Never start a paper with that all-purpose filler for the bankrupt imagination: "This paper..." Describing the art of writing book reviews, Jacques Barzun and Henry Graff note that "the opening statement takes the reader from where he presumably stands in point of knowledge and brings him to the book under review". In journalism it's called the "hook". A paper showing that monopoly greatly reduces income might best start: "Every economist knows by now that monopoly does not much reduces income [which is where he presumably stands in point of knowledge]. Every economist appears to be mistaken [thus bringing him to the matter under review]." It bores the reader to begin "This paper discusses the evidence for a large effect of monopoly on income." The reader's impulse, fully justified by the tiresome stuff to follow, is to give up.
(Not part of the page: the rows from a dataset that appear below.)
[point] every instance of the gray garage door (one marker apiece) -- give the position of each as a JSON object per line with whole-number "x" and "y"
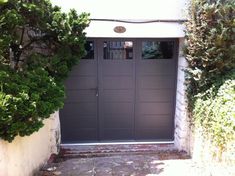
{"x": 124, "y": 89}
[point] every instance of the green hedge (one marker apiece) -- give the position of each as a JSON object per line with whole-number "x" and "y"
{"x": 214, "y": 112}
{"x": 210, "y": 77}
{"x": 39, "y": 45}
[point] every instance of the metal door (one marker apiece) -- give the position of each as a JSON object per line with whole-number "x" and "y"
{"x": 126, "y": 91}
{"x": 155, "y": 89}
{"x": 116, "y": 89}
{"x": 79, "y": 117}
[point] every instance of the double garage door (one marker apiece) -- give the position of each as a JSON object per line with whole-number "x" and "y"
{"x": 123, "y": 90}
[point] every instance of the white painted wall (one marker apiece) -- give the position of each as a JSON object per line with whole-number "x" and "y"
{"x": 27, "y": 154}
{"x": 127, "y": 9}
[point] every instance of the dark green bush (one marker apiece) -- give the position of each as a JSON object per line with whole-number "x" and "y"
{"x": 39, "y": 45}
{"x": 214, "y": 111}
{"x": 210, "y": 52}
{"x": 210, "y": 43}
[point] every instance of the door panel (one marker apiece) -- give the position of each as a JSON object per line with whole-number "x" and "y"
{"x": 155, "y": 90}
{"x": 79, "y": 117}
{"x": 116, "y": 91}
{"x": 126, "y": 91}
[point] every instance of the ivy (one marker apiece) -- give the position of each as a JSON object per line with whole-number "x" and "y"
{"x": 39, "y": 45}
{"x": 209, "y": 51}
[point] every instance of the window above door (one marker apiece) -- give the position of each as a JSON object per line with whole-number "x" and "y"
{"x": 157, "y": 49}
{"x": 117, "y": 50}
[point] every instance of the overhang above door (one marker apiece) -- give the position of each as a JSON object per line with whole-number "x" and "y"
{"x": 106, "y": 29}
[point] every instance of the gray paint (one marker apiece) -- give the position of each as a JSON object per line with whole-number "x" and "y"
{"x": 135, "y": 98}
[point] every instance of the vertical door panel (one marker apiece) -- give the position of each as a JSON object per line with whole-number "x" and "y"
{"x": 155, "y": 90}
{"x": 79, "y": 117}
{"x": 116, "y": 91}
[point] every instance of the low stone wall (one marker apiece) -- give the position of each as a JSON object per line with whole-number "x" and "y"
{"x": 25, "y": 155}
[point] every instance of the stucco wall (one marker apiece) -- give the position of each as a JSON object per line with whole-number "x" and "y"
{"x": 182, "y": 127}
{"x": 26, "y": 154}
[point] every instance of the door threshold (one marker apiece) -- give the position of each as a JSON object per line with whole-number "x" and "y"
{"x": 117, "y": 143}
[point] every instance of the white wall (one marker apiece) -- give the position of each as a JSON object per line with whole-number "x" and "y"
{"x": 26, "y": 154}
{"x": 182, "y": 127}
{"x": 127, "y": 9}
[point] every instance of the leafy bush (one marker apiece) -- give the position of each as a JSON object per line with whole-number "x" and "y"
{"x": 210, "y": 77}
{"x": 210, "y": 43}
{"x": 214, "y": 111}
{"x": 39, "y": 45}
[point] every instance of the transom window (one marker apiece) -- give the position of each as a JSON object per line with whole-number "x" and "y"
{"x": 89, "y": 48}
{"x": 157, "y": 49}
{"x": 118, "y": 50}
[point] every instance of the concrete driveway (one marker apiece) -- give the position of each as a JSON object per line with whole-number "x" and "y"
{"x": 126, "y": 160}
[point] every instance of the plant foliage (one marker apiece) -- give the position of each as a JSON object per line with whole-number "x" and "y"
{"x": 210, "y": 52}
{"x": 39, "y": 44}
{"x": 216, "y": 113}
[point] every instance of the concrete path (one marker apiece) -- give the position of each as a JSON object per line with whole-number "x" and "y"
{"x": 126, "y": 160}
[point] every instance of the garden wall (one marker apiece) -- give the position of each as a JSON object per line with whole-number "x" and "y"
{"x": 25, "y": 155}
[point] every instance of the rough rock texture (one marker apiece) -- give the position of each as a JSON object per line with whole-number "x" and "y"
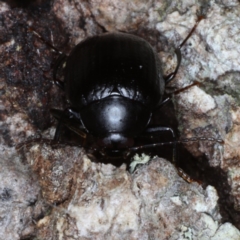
{"x": 98, "y": 201}
{"x": 211, "y": 56}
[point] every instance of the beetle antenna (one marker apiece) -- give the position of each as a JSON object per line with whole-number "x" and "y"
{"x": 184, "y": 140}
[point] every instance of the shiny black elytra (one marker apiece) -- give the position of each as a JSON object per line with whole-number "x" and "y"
{"x": 114, "y": 82}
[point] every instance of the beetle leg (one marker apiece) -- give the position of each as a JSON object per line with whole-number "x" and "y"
{"x": 154, "y": 130}
{"x": 171, "y": 76}
{"x": 170, "y": 95}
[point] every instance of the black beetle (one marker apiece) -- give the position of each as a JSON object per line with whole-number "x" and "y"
{"x": 114, "y": 82}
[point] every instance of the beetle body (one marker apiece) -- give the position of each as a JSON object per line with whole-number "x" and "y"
{"x": 114, "y": 81}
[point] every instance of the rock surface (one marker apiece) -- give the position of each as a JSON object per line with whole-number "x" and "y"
{"x": 58, "y": 189}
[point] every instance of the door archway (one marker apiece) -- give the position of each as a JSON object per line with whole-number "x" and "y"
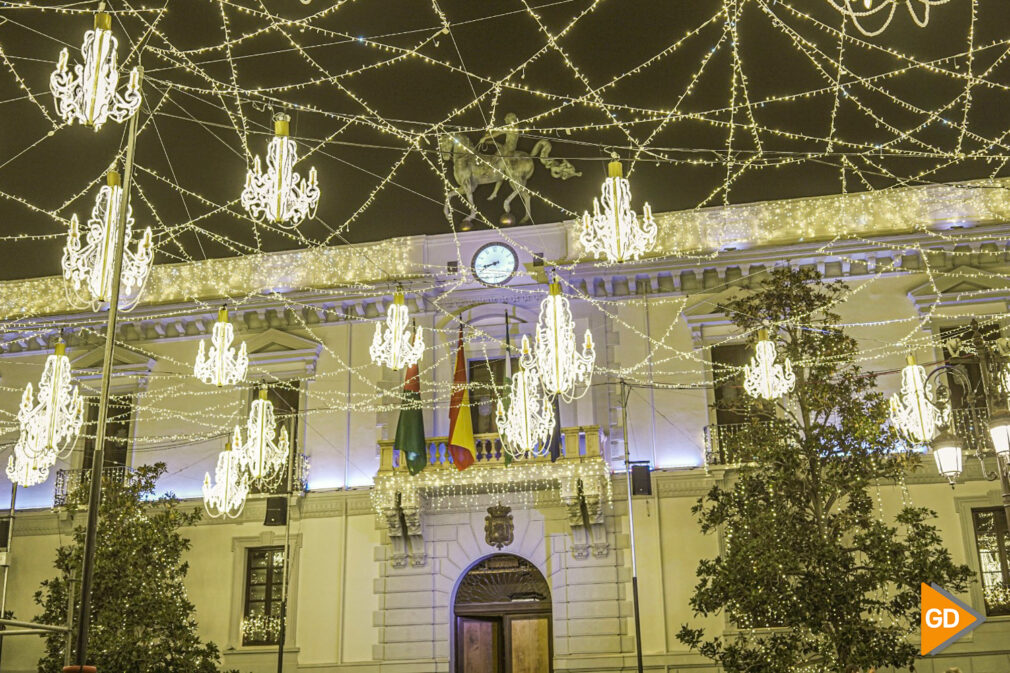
{"x": 503, "y": 617}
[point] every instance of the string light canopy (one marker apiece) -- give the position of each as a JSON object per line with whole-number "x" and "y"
{"x": 613, "y": 230}
{"x": 226, "y": 497}
{"x": 221, "y": 365}
{"x": 912, "y": 411}
{"x": 263, "y": 458}
{"x": 764, "y": 377}
{"x": 394, "y": 347}
{"x": 280, "y": 195}
{"x": 49, "y": 422}
{"x": 88, "y": 95}
{"x": 526, "y": 425}
{"x": 88, "y": 268}
{"x": 563, "y": 369}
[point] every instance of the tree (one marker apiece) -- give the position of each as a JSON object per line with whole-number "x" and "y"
{"x": 811, "y": 574}
{"x": 140, "y": 618}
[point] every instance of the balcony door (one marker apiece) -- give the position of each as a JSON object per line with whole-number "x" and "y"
{"x": 503, "y": 618}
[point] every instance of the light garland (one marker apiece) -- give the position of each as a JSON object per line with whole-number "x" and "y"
{"x": 525, "y": 427}
{"x": 88, "y": 269}
{"x": 764, "y": 377}
{"x": 48, "y": 426}
{"x": 89, "y": 94}
{"x": 280, "y": 195}
{"x": 262, "y": 457}
{"x": 226, "y": 497}
{"x": 615, "y": 233}
{"x": 912, "y": 411}
{"x": 222, "y": 366}
{"x": 394, "y": 348}
{"x": 563, "y": 369}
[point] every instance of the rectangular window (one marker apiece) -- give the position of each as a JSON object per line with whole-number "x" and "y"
{"x": 264, "y": 578}
{"x": 118, "y": 431}
{"x": 991, "y": 539}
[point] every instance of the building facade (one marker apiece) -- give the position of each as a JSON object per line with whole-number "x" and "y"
{"x": 409, "y": 574}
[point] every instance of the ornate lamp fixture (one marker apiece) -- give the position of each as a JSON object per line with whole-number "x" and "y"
{"x": 912, "y": 411}
{"x": 222, "y": 367}
{"x": 616, "y": 233}
{"x": 561, "y": 366}
{"x": 262, "y": 457}
{"x": 88, "y": 269}
{"x": 394, "y": 348}
{"x": 227, "y": 496}
{"x": 525, "y": 427}
{"x": 280, "y": 195}
{"x": 764, "y": 377}
{"x": 89, "y": 94}
{"x": 49, "y": 422}
{"x": 948, "y": 456}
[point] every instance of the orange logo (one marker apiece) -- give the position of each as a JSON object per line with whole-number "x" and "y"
{"x": 944, "y": 619}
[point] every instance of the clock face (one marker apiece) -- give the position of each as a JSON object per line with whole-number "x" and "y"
{"x": 495, "y": 264}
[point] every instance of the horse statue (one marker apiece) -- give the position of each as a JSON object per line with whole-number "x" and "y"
{"x": 473, "y": 169}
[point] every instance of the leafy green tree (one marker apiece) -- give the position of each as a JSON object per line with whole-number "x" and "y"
{"x": 141, "y": 620}
{"x": 812, "y": 575}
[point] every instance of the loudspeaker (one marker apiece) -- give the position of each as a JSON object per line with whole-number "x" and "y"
{"x": 277, "y": 510}
{"x": 641, "y": 483}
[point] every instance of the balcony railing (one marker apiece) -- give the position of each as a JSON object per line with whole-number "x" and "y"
{"x": 69, "y": 481}
{"x": 578, "y": 444}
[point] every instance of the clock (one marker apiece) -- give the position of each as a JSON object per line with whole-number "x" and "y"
{"x": 494, "y": 264}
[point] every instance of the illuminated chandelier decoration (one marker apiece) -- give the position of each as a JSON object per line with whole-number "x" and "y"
{"x": 764, "y": 377}
{"x": 48, "y": 426}
{"x": 89, "y": 94}
{"x": 89, "y": 268}
{"x": 222, "y": 367}
{"x": 616, "y": 233}
{"x": 394, "y": 348}
{"x": 912, "y": 412}
{"x": 261, "y": 456}
{"x": 227, "y": 496}
{"x": 280, "y": 195}
{"x": 562, "y": 368}
{"x": 526, "y": 426}
{"x": 883, "y": 11}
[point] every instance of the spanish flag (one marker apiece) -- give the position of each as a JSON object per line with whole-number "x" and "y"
{"x": 461, "y": 427}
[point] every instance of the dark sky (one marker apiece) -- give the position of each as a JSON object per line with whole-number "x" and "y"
{"x": 724, "y": 106}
Another piece of boilerplate, attached to the early parts of most student papers, is "background," a polite word for padding, the material you collected that you later discovered was beside the point. It seems a shame not to use it, you say; and after all it gives the thing weight. Resist. If you have read a lot and if you have been thinking through the question you began with, asking and answering one question after another; you will have plenty to say. If you haven't read a lot and didn't think through the questions you are asking, you will have nothing to say. No one will be fooled: remember that professors and bosses are experts in detecting lack of effort and lack of success. You might as well spare a tree.
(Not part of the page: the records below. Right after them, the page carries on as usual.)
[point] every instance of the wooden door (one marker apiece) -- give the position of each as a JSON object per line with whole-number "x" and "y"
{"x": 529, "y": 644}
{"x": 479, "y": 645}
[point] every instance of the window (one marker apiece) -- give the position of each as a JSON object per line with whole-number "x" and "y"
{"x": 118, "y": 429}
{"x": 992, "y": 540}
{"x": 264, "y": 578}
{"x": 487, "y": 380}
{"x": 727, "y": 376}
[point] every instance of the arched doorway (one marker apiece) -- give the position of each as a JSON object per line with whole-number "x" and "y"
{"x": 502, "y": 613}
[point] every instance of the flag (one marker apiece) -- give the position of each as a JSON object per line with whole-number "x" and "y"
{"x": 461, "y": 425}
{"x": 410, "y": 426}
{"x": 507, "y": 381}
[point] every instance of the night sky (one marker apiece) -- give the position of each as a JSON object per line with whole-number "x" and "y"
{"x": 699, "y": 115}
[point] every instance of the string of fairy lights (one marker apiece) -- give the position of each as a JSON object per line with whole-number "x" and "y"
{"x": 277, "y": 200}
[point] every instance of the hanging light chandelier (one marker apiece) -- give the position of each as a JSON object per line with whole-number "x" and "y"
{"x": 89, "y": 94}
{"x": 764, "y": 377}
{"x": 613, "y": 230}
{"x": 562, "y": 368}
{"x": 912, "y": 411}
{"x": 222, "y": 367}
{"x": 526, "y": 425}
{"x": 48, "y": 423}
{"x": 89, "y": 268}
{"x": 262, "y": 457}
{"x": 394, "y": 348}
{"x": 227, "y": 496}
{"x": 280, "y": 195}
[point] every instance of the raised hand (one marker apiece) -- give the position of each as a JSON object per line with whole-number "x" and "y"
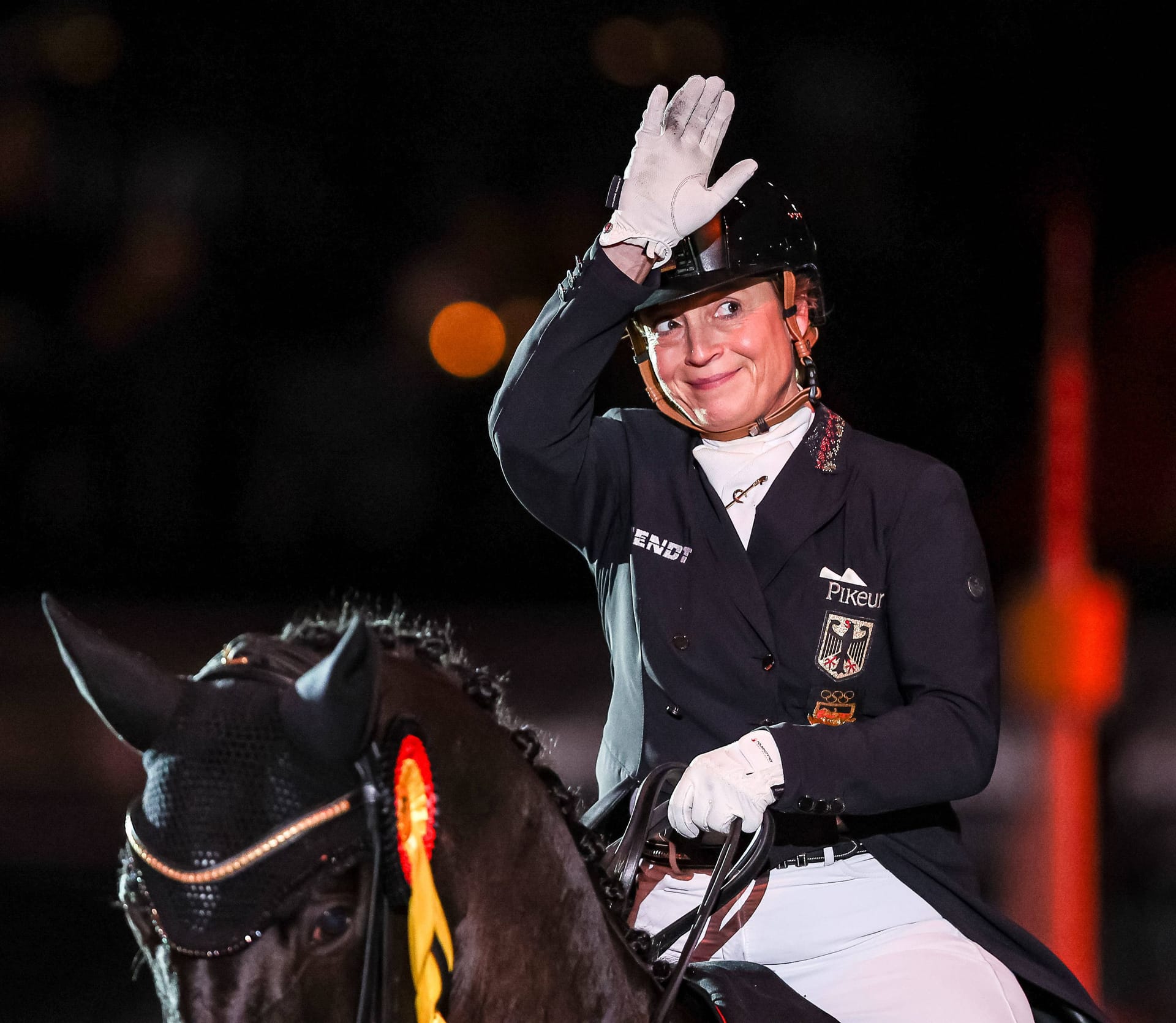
{"x": 665, "y": 195}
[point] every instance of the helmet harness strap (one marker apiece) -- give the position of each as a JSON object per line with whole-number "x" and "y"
{"x": 802, "y": 347}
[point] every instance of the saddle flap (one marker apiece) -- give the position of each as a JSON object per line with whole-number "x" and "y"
{"x": 748, "y": 993}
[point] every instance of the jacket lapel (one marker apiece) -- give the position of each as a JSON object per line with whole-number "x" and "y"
{"x": 731, "y": 558}
{"x": 809, "y": 490}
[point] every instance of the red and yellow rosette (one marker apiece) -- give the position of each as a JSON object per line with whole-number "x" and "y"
{"x": 415, "y": 836}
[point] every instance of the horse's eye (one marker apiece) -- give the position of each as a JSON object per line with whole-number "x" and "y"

Still another piece of boilerplate, and one which kills the momentum of most papers in economics on the second page is the table-of-contents paragraph: "The outline of this paper is as follows." Don't, please, please for God's sake, don't. Nine of ten readers skip to the substance, if they can find it. The few who pause on the paragraph are wasting their time. They can't understand the paragraph until, like the author, the have read the paper, at which point they don't need it. Usually the table-of-contents paragraph has been written with no particular audience in mind, least of all the audience of first-time readers of the paper. Even when done well it lacks the purpose. You will practically never see it in good writing. Weak writers defend it as a "roadmap". They got the idea from Miss Jones: "Tell the reader what you're going to say. Say it. Say that you've said it." It's exceptionally bad advice, and the person who made up this memorable phrasing of it is burning right now in Hell.
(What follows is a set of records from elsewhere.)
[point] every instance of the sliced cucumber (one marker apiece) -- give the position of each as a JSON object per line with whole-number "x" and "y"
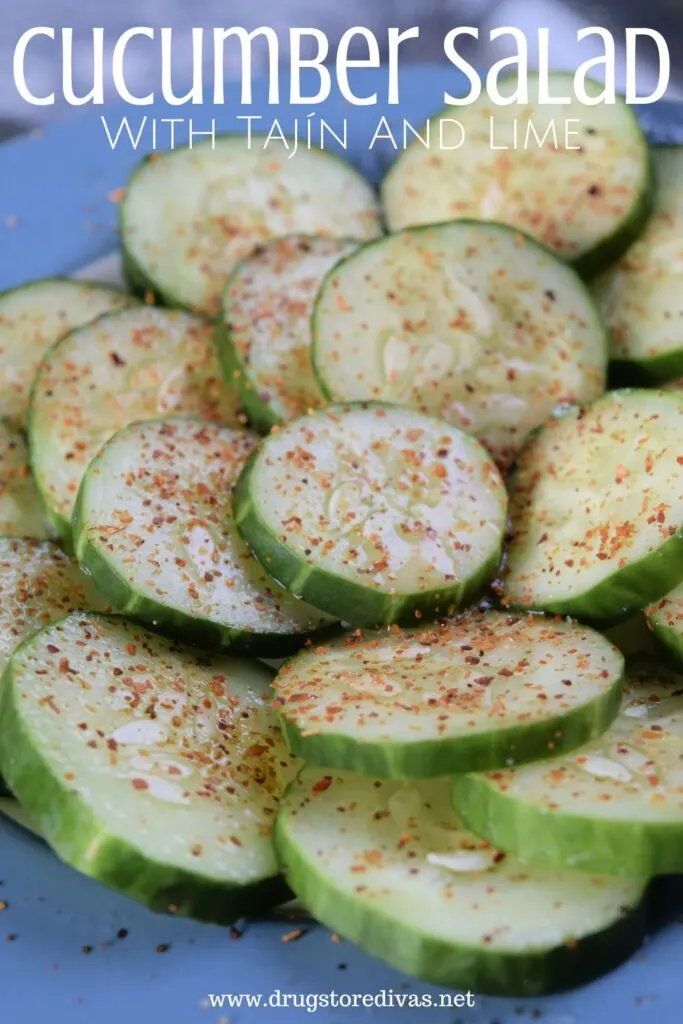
{"x": 633, "y": 636}
{"x": 485, "y": 690}
{"x": 614, "y": 805}
{"x": 154, "y": 526}
{"x": 38, "y": 584}
{"x": 584, "y": 189}
{"x": 20, "y": 508}
{"x": 131, "y": 366}
{"x": 146, "y": 765}
{"x": 666, "y": 621}
{"x": 12, "y": 809}
{"x": 640, "y": 296}
{"x": 264, "y": 334}
{"x": 597, "y": 509}
{"x": 389, "y": 867}
{"x": 191, "y": 214}
{"x": 468, "y": 321}
{"x": 373, "y": 513}
{"x": 32, "y": 318}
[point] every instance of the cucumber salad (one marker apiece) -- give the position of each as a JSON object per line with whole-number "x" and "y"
{"x": 426, "y": 443}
Therefore, avoid overtures, and do not give full elaborate summaries of what you have said. Never repeat without apologizing for it ("as I said earlier"; or merely "again"). Unless you apologize the reader thinks you have not noticed the repetition, and will suspect you have not thought through the organization. She'll be right. Remember that the paper that took you days or a week to write will be read in about half an hour. You must read the paper yourself in this rapid way to get the experience the reader will have, and to make the experience good.
The writer who wishes to be readable does not clot his prose with traffic directions. He thinks hard about the arrangement. Add headings afterwards if you wish, especially ones with declarative sentences advancing the argument, like the ones used here. Your prose, however, should read well and clearly without the headings.